Do many Welsh speaking doctors know llithriad for prolapse? Do Med Schools in Welsh Unis lecture in Welsh? I don’t think they did in my day and I’d be surprised if they started until recently, if they do at all! Ditto with any science subject. I guess the Law has to be bilingual, but not a lot else.
p.s. I certainly think the NHS is covered by the Welsh Language Act and has an obligation to have folk able to talk to patients, relatives of patients etc. in Welsh. Very elderly, possibly confused mother-tongue Cymraeg folk really need to hear what they understand! And mostly don’t understand the medical jargon anyway. My Dad, who was not Welsh speaking, was very impressed by a specialist who explained that what his aorta needed was a de-coke! De-jargoning works in any language!
What tiresome idiots.
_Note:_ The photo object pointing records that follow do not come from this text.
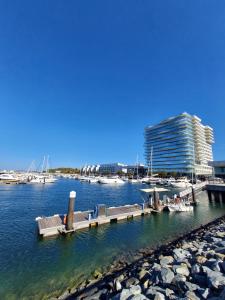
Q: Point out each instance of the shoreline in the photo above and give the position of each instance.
(113, 282)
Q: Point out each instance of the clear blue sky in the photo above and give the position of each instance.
(79, 80)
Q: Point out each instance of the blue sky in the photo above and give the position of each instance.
(79, 80)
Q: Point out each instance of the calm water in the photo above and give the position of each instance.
(31, 268)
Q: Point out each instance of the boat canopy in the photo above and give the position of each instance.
(154, 190)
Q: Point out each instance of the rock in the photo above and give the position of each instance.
(97, 274)
(220, 256)
(146, 284)
(159, 296)
(124, 295)
(131, 281)
(200, 259)
(156, 267)
(179, 278)
(143, 274)
(181, 269)
(204, 293)
(195, 269)
(135, 289)
(138, 297)
(166, 260)
(180, 254)
(191, 296)
(222, 264)
(145, 265)
(215, 278)
(220, 234)
(117, 285)
(98, 295)
(153, 290)
(166, 275)
(220, 250)
(169, 292)
(214, 264)
(191, 286)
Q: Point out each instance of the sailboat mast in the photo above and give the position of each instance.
(137, 166)
(151, 159)
(43, 164)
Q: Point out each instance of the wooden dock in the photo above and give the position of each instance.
(54, 225)
(73, 221)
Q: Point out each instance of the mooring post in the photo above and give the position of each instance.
(156, 199)
(193, 195)
(70, 215)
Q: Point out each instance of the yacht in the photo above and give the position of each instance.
(8, 178)
(110, 180)
(181, 183)
(39, 178)
(180, 207)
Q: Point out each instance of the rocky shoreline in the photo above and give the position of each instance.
(190, 267)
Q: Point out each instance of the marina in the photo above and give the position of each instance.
(58, 224)
(33, 267)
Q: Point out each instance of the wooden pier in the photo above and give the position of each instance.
(73, 221)
(49, 226)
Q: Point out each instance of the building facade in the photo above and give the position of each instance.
(180, 144)
(218, 168)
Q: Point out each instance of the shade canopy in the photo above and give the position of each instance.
(159, 190)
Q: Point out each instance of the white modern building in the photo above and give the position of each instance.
(180, 144)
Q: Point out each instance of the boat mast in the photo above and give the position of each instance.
(137, 166)
(43, 164)
(151, 159)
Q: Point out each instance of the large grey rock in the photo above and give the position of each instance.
(195, 269)
(215, 279)
(135, 289)
(143, 274)
(180, 254)
(124, 295)
(191, 296)
(166, 275)
(214, 264)
(179, 278)
(220, 250)
(204, 293)
(159, 296)
(117, 285)
(191, 286)
(153, 290)
(166, 260)
(138, 297)
(181, 269)
(222, 264)
(131, 281)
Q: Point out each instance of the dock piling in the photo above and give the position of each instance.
(70, 215)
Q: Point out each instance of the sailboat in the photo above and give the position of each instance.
(44, 176)
(137, 180)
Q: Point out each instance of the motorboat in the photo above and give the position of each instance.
(180, 207)
(93, 179)
(181, 183)
(110, 180)
(42, 179)
(8, 177)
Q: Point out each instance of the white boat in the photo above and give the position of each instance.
(93, 179)
(181, 183)
(43, 179)
(9, 177)
(110, 180)
(135, 180)
(181, 207)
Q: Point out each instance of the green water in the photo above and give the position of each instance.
(31, 268)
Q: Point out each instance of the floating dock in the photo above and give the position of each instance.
(76, 220)
(49, 226)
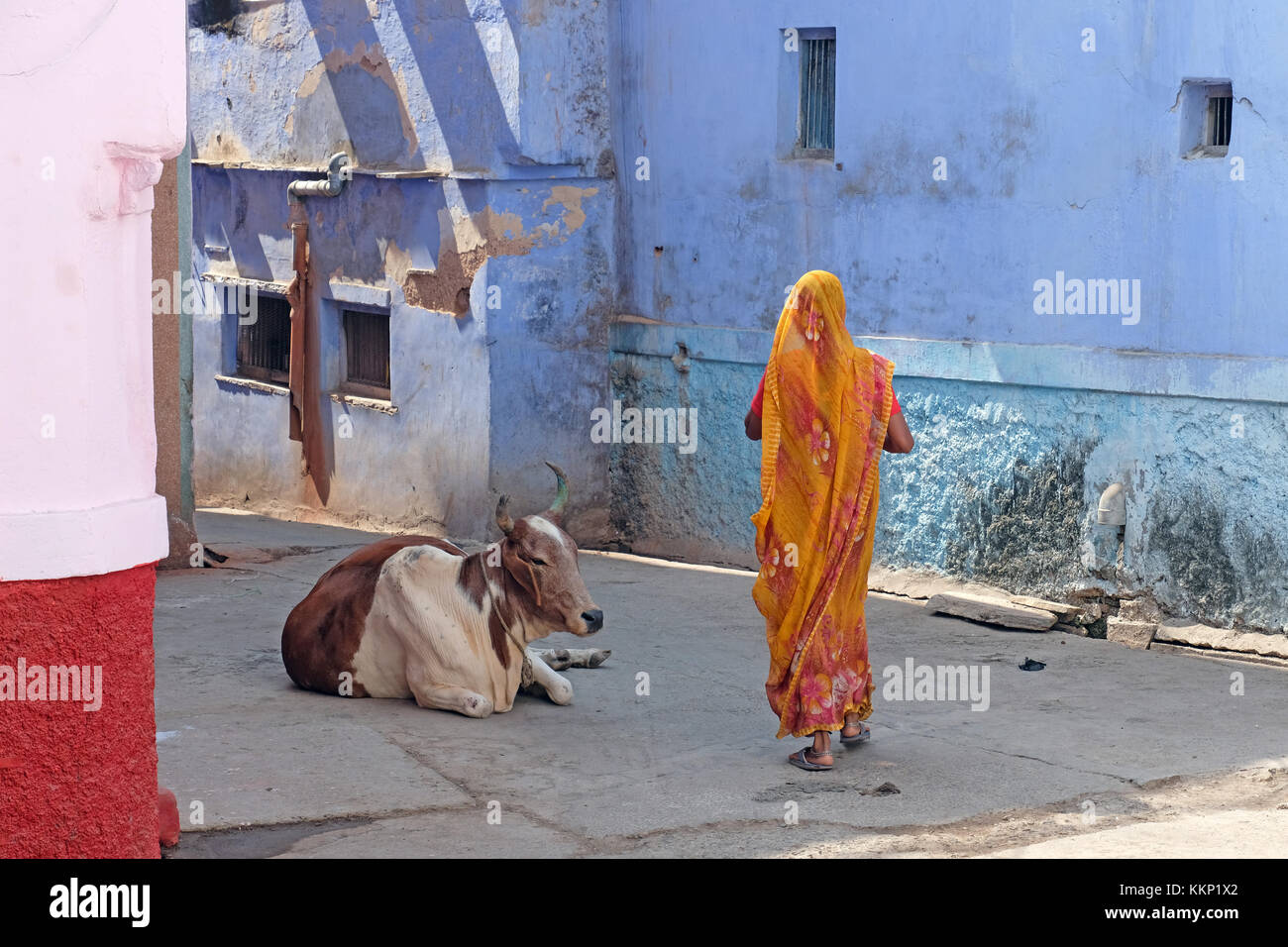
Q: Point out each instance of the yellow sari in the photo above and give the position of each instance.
(824, 416)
Well done your friends…
Misguided, I’m doing my best to guide
@AnthonyCusack, hearing you explaining some things about the baby to Katie (Sorry, I don’t know her username here and I can’t spell her name properly) for quite some minutes totally in Cymraeg and how you chatted abouot the whole matter of developing the little one … I have to say you are a starr! And someone dares to say you can’t talk about medical stuff in Cymraeg?
The matter is though - if you won’t start talking about such subjects in Cymraeg too, you’d never learn. So, da iawn ti!
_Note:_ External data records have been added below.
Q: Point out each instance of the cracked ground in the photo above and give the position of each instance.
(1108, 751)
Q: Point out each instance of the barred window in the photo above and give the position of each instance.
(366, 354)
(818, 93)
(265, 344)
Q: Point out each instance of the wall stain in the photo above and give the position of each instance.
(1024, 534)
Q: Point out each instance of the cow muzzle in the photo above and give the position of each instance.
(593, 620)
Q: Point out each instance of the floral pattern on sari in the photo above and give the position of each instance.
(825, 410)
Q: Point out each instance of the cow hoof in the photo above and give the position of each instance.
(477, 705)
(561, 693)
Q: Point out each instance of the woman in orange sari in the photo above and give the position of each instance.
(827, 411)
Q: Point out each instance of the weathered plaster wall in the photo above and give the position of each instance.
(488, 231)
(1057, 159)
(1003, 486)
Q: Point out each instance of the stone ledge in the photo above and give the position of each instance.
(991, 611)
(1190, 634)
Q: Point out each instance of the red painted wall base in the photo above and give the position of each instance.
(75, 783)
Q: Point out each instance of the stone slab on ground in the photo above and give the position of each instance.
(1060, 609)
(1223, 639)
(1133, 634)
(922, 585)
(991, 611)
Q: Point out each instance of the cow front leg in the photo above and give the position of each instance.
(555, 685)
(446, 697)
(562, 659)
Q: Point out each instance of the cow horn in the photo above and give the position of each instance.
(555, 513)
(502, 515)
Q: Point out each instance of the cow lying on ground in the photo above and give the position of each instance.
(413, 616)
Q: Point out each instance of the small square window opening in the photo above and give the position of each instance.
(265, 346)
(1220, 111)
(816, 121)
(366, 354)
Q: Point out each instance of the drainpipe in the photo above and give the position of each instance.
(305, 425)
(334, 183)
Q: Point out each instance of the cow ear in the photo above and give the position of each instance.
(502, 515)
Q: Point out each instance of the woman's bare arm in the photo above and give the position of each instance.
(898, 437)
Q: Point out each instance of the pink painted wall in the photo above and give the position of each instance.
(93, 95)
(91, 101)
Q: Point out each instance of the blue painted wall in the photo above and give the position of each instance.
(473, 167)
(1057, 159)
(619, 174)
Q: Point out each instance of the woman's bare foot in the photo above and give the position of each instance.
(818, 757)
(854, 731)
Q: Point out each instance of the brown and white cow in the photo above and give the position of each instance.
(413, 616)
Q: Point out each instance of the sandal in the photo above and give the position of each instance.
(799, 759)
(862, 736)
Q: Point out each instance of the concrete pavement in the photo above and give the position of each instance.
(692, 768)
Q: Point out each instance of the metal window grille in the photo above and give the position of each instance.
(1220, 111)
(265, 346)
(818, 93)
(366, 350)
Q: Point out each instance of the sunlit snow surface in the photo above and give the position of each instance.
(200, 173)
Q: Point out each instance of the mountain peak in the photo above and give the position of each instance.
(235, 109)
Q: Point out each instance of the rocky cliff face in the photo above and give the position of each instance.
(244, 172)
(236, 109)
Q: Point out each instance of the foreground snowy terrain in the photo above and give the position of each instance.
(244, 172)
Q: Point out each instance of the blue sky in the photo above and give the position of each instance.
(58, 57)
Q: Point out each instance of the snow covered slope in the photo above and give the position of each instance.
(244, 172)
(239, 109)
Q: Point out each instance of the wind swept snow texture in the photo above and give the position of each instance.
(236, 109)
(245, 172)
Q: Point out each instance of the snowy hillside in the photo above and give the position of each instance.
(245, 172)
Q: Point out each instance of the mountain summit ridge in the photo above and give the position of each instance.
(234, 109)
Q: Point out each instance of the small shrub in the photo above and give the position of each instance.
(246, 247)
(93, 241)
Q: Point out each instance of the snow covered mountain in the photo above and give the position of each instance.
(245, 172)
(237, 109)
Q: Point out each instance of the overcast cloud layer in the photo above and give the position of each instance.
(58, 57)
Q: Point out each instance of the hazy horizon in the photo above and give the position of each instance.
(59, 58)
Canu Cymraeg, siarad Cymraeg … that’s you! You’re one of quite some I’ve looked up to and this for tried even harder at least to understand if not (always) to speak a bit more complexly.
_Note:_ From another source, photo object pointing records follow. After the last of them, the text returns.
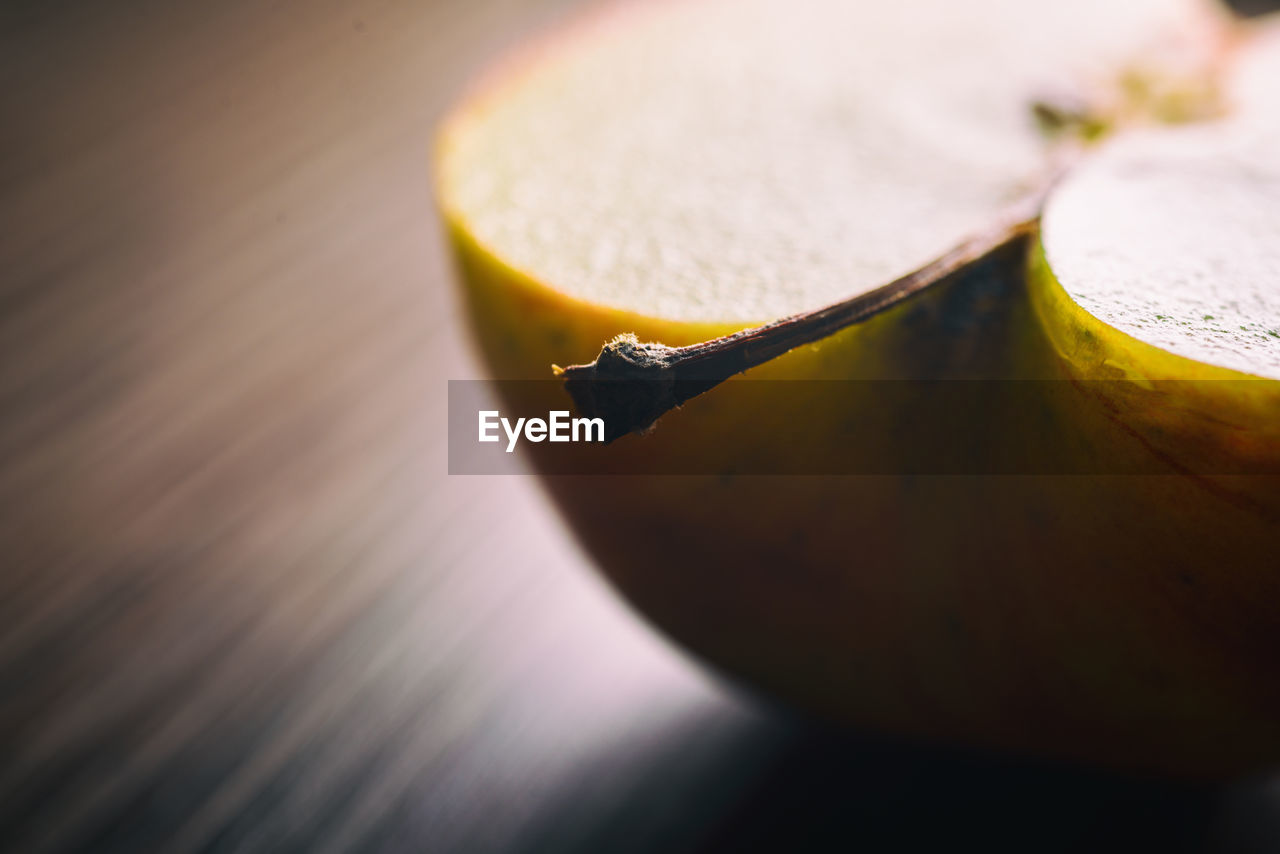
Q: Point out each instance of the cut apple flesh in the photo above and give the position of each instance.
(735, 161)
(1171, 238)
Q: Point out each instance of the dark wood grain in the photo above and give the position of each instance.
(242, 606)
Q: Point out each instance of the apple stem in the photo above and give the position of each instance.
(632, 384)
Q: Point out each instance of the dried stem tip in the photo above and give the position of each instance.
(631, 384)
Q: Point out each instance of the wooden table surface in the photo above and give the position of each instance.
(243, 607)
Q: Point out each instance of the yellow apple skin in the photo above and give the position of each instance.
(1130, 621)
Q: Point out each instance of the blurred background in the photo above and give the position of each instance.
(243, 607)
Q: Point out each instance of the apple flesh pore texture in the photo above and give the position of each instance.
(1129, 620)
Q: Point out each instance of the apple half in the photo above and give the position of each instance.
(684, 170)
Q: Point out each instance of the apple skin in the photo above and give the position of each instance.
(1128, 621)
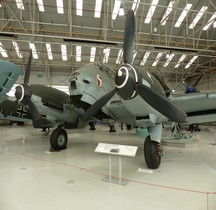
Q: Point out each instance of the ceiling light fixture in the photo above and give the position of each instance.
(34, 51)
(210, 22)
(49, 51)
(2, 51)
(135, 6)
(151, 11)
(78, 53)
(106, 52)
(98, 5)
(119, 57)
(157, 59)
(17, 49)
(180, 60)
(183, 15)
(169, 60)
(121, 11)
(92, 55)
(60, 6)
(191, 61)
(145, 57)
(168, 11)
(64, 52)
(20, 4)
(79, 4)
(40, 5)
(116, 9)
(198, 16)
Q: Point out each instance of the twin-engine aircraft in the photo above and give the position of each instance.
(128, 96)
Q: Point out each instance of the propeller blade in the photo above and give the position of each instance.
(28, 68)
(96, 107)
(129, 37)
(161, 104)
(10, 108)
(199, 78)
(33, 110)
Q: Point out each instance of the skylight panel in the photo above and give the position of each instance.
(20, 4)
(135, 6)
(40, 5)
(79, 4)
(78, 53)
(116, 9)
(151, 11)
(119, 57)
(183, 15)
(98, 5)
(191, 61)
(198, 16)
(145, 57)
(168, 11)
(106, 52)
(169, 60)
(180, 60)
(2, 51)
(60, 6)
(92, 55)
(49, 51)
(34, 51)
(157, 59)
(17, 49)
(210, 22)
(64, 52)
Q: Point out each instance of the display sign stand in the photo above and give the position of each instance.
(116, 150)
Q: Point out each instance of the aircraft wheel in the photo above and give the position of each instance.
(58, 139)
(152, 153)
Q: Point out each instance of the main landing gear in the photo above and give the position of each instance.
(58, 139)
(153, 149)
(153, 152)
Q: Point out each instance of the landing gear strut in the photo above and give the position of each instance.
(153, 152)
(58, 139)
(112, 128)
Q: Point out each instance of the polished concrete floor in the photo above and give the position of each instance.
(33, 178)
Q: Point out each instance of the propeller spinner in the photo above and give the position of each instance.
(128, 82)
(23, 94)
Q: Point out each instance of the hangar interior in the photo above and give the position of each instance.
(174, 39)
I know you enjoy speaking Cymraeg so don’t let such things stop you ever!
I bet he wasn’t using Medical jargon!
My theory is that the folk saying he needed to be able to discuss medical matters in Welsh to wear the badge are the kind who can’t actually communicate with patients in any language because they use jargon!
My lot have jargon too, all scientists do, but we need to avoid its use when talking to normal folk!
I still remember the shaft of light that shone on my understanding when I found out that the BHK cells the biologists kept on about were from, sorry folks, ‘baby hamster kidneys’!
What a great question and talking-point!
I walk/run in the park here in Cardiff most every morning, and will usually acknowledge the person running/walking towards me, either with a smile and nod or a ‘Good morning’. Yesterday, a chap was running towards me wearing a rather fetching ddraig goch T-shirt (which I was coveting), and as he got closer he said ‘Bore da’. I just about replied (I’m not a particularly good runner, so I was a bit out of breath!). But it occurred to me that I always default to ‘Good morning’, and perhaps I ought not. I do wear my lanyard with the dog’s whistle on when I’m walking, which has got me speaking Welsh a few times. But I’ll try to remember the ‘Dechreuch bob sgwrs yn Gymraeg’ suggestion.
Since you’ve told me you live somewhere around Sophia Gardens I literally saw you running there on one of its paths while reading this story. …
Yup. trio cofio i dechrai bob sgwrs yn Gymraeg nawr.
(Oh, by the way … is there equivalent Cymraeg to “Yup …?” )
No, not really but still … I wouldn’t say 3/4 of the stuff he did in Cymraeg. It was fantastic to listen.